Perdue's got all his facts right. But he's not telling even half the story.
"Since the reforms have taken hold, there's been a notable downward shift in the rates of students eating school lunches," I write in my book, Biting the Hands that Feed Us: How Fewer, Smarter Laws Would Make Our Food System More Sustainable—in a lengthy chapter on the government's role in promoting food waste. "Students are voting with their mouths. According to federal government data, the USDA School Lunch Program served 258 million fewer lunches in 2014 than it did at its high point, in 2010. The number of students paying full price for school lunches today—now 8.8 million— is at its lowest point in recorded history. That's a drop of more than 50 percent in full-price lunch sales since 1970."
While the numbers continue to plummet and the waste piles up, states, counties, and individual school systems are implementing a variety of approaches to combat the latter issue.
In California, a new law will allow schools to donate uneaten food to charities in the state. "Under the new law, public schools can give their unopened packaged food, unopened milk cartons (kept cold) and uncut produce, like apples, to food banks and other charities," reports the L.A. Daily News. The law doesn't take effect until January.
The author of the California law, State Sen. Ed Hernandez (D), says he was inspired to introduce the legislation in part because the Los Angeles school system alone was "throwing away $100,000 worth of food a day." That translates to 600 tons of food being wasted by one school system each day.
Texas adopted a similar law that's already taken effect. Under that new state law, schools can "create food pantries on campus where they can store donated food as well as surplus food from the cafeteria." The schools can then redistribute the food to nonprofits that feed people in need.
Other states have implemented "share tables." (As a young kid, I always brought my lunch to school but also scoured my elementary school's share table for uneaten coleslaw, fruit salad, and peanut butter & Fluff sandwiches.)
Many individual schools are trying to reduce their food waste as best they can. In Vermont, some schools are composting school-lunch waste. At one Connecticut school, students may place unopened foods that would go to waste into a small refrigerator. Students are also free to take food from the same fridge. Any uneaten food is donated to a food bank. And in Alaska, a 300-lb. moose carcass, recently roadkill that might otherwise have gone to waste, made its way to the school lunch menu thanks to enterprising community members and the diligent work of "the students of Mrs. Boron's American Government class," who deboned the carcass in preparation for cooking.

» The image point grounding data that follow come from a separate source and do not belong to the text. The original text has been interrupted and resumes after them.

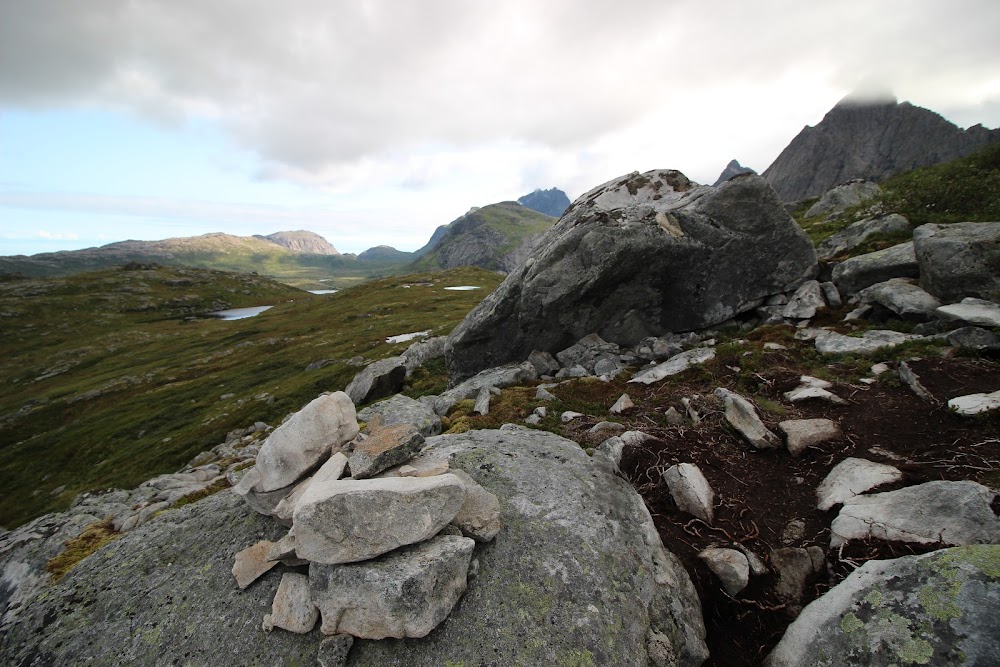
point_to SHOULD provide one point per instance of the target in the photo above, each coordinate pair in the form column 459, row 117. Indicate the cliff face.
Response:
column 869, row 141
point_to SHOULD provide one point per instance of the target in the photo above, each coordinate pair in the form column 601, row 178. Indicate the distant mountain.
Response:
column 734, row 168
column 552, row 202
column 497, row 237
column 302, row 241
column 869, row 140
column 385, row 253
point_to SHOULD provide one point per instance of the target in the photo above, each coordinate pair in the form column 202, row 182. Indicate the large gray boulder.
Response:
column 639, row 256
column 941, row 608
column 959, row 260
column 572, row 532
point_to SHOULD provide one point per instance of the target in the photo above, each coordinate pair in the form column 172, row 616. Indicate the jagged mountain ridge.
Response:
column 869, row 140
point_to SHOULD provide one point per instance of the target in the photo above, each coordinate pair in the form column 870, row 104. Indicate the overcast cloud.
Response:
column 335, row 92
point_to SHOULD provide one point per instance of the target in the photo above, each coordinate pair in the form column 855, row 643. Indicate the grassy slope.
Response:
column 97, row 393
column 963, row 190
column 510, row 220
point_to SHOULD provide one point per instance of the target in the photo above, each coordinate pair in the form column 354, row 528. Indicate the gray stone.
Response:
column 676, row 364
column 501, row 377
column 852, row 477
column 401, row 409
column 479, row 517
column 742, row 416
column 656, row 236
column 690, row 491
column 939, row 608
column 906, row 300
column 853, row 275
column 973, row 404
column 293, row 609
column 380, row 379
column 974, row 311
column 841, row 197
column 808, row 298
column 953, row 513
column 857, row 233
column 351, row 520
column 543, row 362
column 870, row 342
column 800, row 434
column 548, row 489
column 730, row 566
column 959, row 260
column 386, row 447
column 403, row 594
column 305, row 440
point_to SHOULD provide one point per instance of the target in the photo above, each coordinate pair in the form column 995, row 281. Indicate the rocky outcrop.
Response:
column 639, row 256
column 734, row 168
column 934, row 609
column 868, row 141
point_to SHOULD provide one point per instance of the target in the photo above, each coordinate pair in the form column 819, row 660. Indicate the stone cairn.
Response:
column 388, row 546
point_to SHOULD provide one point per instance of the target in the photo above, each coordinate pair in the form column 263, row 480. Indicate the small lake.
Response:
column 239, row 313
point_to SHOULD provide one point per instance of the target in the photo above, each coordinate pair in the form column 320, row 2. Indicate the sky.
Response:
column 371, row 122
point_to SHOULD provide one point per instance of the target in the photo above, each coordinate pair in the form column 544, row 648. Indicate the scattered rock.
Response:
column 974, row 311
column 959, row 260
column 912, row 610
column 800, row 434
column 852, row 477
column 293, row 608
column 302, row 442
column 741, row 415
column 676, row 364
column 973, row 404
column 853, row 275
column 251, row 563
column 352, row 520
column 690, row 491
column 380, row 379
column 952, row 513
column 730, row 566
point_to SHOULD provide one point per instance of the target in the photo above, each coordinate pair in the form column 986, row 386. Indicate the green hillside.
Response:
column 106, row 380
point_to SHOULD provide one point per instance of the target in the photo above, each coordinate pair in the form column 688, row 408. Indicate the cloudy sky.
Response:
column 373, row 121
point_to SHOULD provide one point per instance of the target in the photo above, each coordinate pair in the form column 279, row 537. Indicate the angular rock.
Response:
column 934, row 609
column 401, row 409
column 305, row 440
column 386, row 447
column 853, row 275
column 959, row 260
column 800, row 434
column 808, row 298
column 293, row 608
column 676, row 364
column 974, row 311
column 870, row 342
column 859, row 232
column 382, row 378
column 352, row 520
column 403, row 594
column 690, row 491
column 501, row 377
column 252, row 563
column 479, row 517
column 730, row 566
column 656, row 235
column 742, row 416
column 904, row 299
column 852, row 477
column 953, row 513
column 973, row 404
column 623, row 404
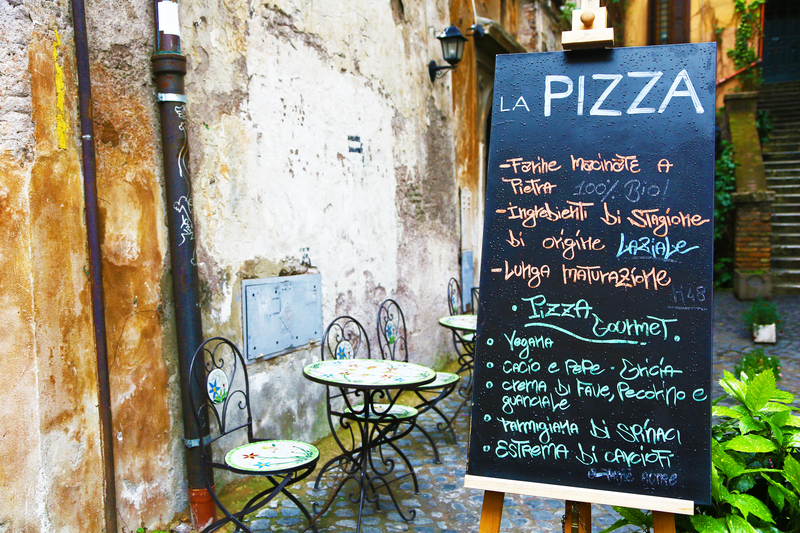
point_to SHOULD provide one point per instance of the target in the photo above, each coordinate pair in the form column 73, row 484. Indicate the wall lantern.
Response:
column 452, row 49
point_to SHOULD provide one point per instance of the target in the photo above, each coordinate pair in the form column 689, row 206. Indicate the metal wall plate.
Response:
column 281, row 315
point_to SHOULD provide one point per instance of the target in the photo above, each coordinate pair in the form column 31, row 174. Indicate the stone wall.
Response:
column 312, row 127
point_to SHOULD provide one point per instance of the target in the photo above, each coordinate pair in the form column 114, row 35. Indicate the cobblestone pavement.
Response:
column 444, row 505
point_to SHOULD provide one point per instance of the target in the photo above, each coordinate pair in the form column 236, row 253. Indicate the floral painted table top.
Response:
column 462, row 322
column 369, row 373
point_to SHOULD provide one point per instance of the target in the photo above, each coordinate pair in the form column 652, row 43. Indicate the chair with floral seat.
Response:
column 464, row 343
column 220, row 403
column 346, row 338
column 392, row 339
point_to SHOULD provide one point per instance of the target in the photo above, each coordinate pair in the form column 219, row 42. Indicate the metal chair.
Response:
column 392, row 339
column 388, row 421
column 464, row 343
column 220, row 403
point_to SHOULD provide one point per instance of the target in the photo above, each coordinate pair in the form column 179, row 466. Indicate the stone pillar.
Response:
column 753, row 228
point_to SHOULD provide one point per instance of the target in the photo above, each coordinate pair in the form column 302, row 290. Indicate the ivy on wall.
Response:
column 743, row 52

Some school systems have opted out of the USDA program altogether. That's a start—as I've discussed in previous columns, including this one, and expand upon in my book. But that's only part of the solution.
States and schools alike can be commended for combating food waste in schools. But as long as the USDA spends billions on school-lunch policies that promote food waste, those states and school systems—along with opponents of food waste—are fighting a losing battle.